When your phone rings, it’s sometimes hard to know who’ll be at the end of the phone call.
During a phone call, a scammer uses tactics to trick you share personal information and financial details, such as account numbers and passwords.
The scammer might say your account has been compromised, claim to represent your bank or law enforcement, or offer to help you install the software.
Such voice scams are often referred to as “Vishing”.
How Do These Attacks Work?
The setup for the attack follows a familiar social engineering script:
An attacker creates a scenario to prey on human emotions, commonly greed or fear, and convinces the victim to disclose sensitive information, like credit card numbers or passwords.
In that sense, vishing techniques mirror the email phishing scams that have been around since the 1990s. But vishing calls exploit the fact that we’re more likely to trust a human voice and the fact that the majority of people will answer their calls.
Here are two examples of a vishing attack:
Example 1: Australian taxation Office Scam –
Example 2: Lost £100,000 to fraudsters
Emma Watson, a British businesswoman who was setting up a children’s nursery, got a phone call from her bank’s fraud team.
They told her that they had stopped some unusual transactions on her account, but because it had been compromised, she had to transfer her money into some other accounts they had set up in her name.
“They were completely professional, it was a clear line, they knew my name, they called me on my landline, they used all the language,” she says.
“They were very reassuring, saying ‘I know this is a distressing time for you and I’m going to help you’.”
In fact, it wasn’t her bank calling at all, but criminals fraudulently posing as her bank’s fraud team.
Emma ended up transferring £100,000 into the fraudsters’ accounts online. Only a fraction of it has so far been traced and returned.
This type of fraud is called “vishing” where criminals persuade victims to hand over personal details or transfer money, over the telephone. They have several techniques at their disposal.
Here are other examples of Vishing attacks (non-exhaustive)
Telemarketing Attacks – Offering you “too good to be true” deal. You won the lottery. You won the new iPhone. You can earn a million dollars from a single investment. The purpose is to agitate you to act.
Government Impersonation Attacks – Similar example can come from miscreants impersonating trusted government organisations such the Police, Medicare, Social Security, and other Government bodies demanding you to hand over your personal information.
Bank Impersonation Attacks – Similar to the above Government Impersonation attacks, a cybercriminal will impersonate a bank institution and will notify you that your accounts are disabled or that there has been a failure of payments. Again, it’s all about creating urgency for you to act.

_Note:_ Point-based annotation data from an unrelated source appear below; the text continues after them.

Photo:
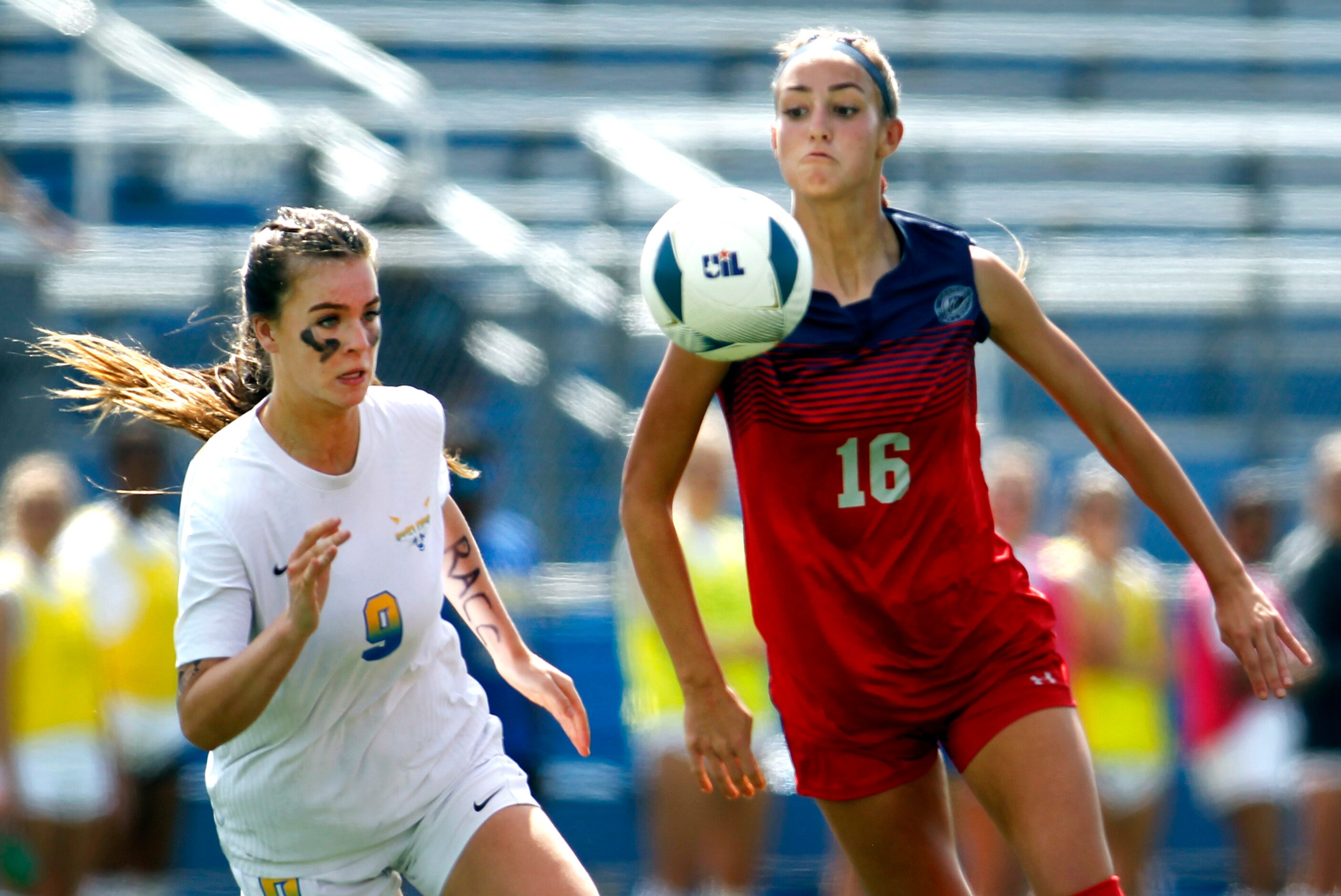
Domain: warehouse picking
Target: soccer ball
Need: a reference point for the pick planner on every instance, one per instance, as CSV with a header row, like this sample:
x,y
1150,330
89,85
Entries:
x,y
727,274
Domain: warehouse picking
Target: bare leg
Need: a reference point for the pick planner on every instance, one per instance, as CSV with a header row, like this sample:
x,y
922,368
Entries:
x,y
900,842
1036,781
65,855
518,852
1321,835
840,879
731,840
1131,837
989,863
677,812
1257,832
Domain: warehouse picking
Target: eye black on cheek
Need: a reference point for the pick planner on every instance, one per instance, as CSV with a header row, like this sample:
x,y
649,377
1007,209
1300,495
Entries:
x,y
326,349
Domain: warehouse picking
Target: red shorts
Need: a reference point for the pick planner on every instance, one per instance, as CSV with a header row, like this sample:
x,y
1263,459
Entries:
x,y
845,771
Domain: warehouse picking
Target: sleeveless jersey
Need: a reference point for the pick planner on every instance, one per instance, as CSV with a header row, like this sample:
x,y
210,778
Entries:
x,y
879,583
377,718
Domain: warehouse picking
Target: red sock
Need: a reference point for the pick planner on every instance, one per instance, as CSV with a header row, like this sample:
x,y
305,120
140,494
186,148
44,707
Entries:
x,y
1105,888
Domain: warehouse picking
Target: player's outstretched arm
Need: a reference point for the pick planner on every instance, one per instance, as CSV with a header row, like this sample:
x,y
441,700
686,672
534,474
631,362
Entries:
x,y
472,594
717,722
1250,625
219,698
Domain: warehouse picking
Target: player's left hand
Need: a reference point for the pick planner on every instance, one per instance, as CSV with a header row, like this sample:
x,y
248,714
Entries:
x,y
546,687
1253,628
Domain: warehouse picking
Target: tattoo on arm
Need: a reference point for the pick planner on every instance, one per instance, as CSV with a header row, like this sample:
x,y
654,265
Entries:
x,y
186,675
466,604
460,551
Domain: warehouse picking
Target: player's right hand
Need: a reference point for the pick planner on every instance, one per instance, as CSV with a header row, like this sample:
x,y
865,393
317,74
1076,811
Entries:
x,y
717,733
310,573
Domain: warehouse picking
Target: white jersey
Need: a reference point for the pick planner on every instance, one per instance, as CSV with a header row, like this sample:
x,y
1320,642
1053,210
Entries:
x,y
379,717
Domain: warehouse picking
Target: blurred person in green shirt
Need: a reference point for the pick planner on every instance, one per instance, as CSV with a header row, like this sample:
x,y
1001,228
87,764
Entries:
x,y
700,843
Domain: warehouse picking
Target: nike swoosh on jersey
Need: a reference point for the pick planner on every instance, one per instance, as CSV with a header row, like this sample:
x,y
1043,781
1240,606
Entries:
x,y
480,805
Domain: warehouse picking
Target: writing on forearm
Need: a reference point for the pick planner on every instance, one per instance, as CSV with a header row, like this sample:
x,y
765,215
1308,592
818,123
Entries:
x,y
466,579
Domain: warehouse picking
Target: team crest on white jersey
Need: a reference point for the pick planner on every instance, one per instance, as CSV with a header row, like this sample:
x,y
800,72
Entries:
x,y
417,531
954,303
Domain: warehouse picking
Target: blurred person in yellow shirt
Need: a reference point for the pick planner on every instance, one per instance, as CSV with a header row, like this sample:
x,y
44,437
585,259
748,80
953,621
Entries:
x,y
1111,629
125,552
699,840
1016,471
58,774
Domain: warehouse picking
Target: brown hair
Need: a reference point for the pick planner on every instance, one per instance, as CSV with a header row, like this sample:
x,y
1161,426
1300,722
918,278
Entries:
x,y
204,400
859,41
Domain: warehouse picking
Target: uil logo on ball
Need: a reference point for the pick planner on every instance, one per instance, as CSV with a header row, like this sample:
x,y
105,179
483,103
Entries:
x,y
725,263
954,303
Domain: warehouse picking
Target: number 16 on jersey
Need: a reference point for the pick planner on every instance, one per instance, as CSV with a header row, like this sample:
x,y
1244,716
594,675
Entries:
x,y
890,474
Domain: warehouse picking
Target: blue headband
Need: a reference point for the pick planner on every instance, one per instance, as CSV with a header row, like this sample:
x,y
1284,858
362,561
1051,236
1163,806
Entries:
x,y
856,55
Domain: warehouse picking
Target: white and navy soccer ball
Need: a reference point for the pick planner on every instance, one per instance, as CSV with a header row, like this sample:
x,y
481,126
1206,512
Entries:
x,y
727,274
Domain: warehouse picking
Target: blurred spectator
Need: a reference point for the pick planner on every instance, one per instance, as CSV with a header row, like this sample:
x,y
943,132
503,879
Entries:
x,y
1319,600
125,551
1302,545
31,208
60,779
698,840
1111,629
1016,473
1241,748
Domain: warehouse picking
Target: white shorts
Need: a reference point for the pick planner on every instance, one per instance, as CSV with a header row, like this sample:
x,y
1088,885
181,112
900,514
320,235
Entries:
x,y
1127,786
148,736
1252,761
423,855
63,777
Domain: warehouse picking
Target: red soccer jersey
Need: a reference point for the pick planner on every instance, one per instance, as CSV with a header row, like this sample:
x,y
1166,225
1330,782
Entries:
x,y
879,583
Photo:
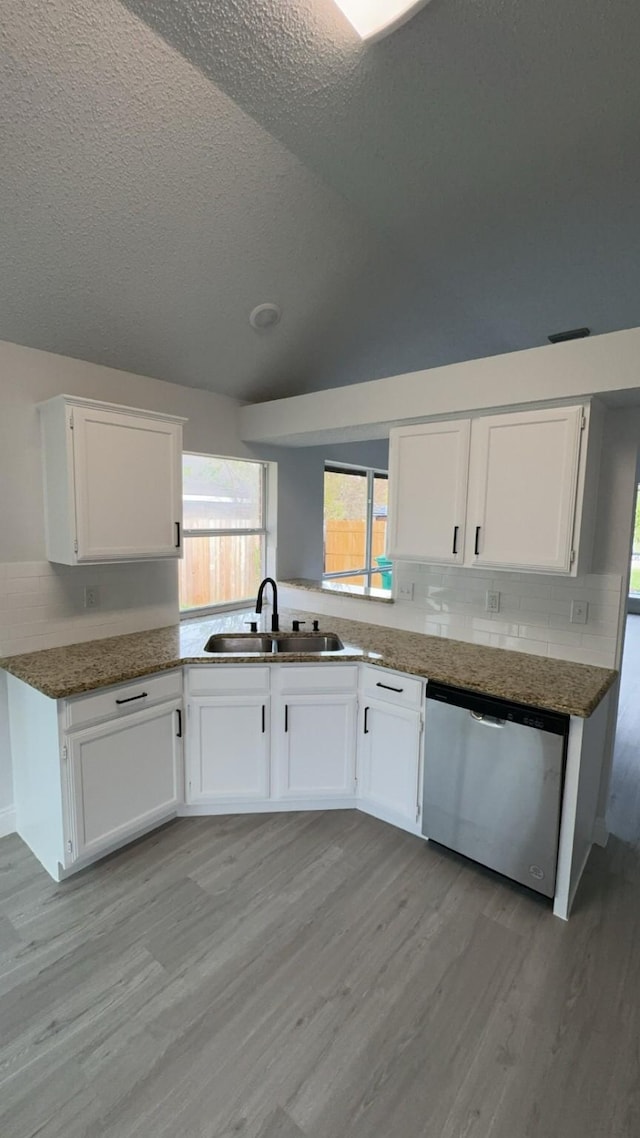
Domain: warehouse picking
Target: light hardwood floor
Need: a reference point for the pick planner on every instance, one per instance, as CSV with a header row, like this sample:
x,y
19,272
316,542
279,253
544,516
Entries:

Delivery Failure Attacks – Miscreants will leave you a message notifying that your package failed to be delivered to you. Another tactic to get you at to act.
What Are Cybercriminals After?
Like most cybercriminals, they are out to steal your personal data, which they can then use to steal money, usually yours. But sometimes also your company’s.
Cybercriminals use two methods to steal this data.
They might trick you into downloading software (malicious) on your machine
Get you to do something quickly. For example, transfer money to another account or make payments.
How To Protect Yourself From Vishing?
Be suspicious of “urgent” phone call requests.
The caller is asking you to confirm your personal information. Never give out such information.
Do not believe that the other person on the other side of the phone call is real. Be suspicious anyone claiming that they are from a Government agency.
If you think it is a legitimate message, then verify. Find another way whether the story is true.
Do not respond and do not press buttons!
What is the difference between Vishing, Smishing and Phishing?
Well, they are all pretty much the same. All three use a form of social engineering attack to trick to act, but they use different mediums.
Phishing – Targeted email attacks
Smishing – Targeted text (SMS) based attacks
Vishing – Targeted voice base attacks.
At this stage, Phishing is the mother of all attacks. It encompasses around 90% of all cyberattacks.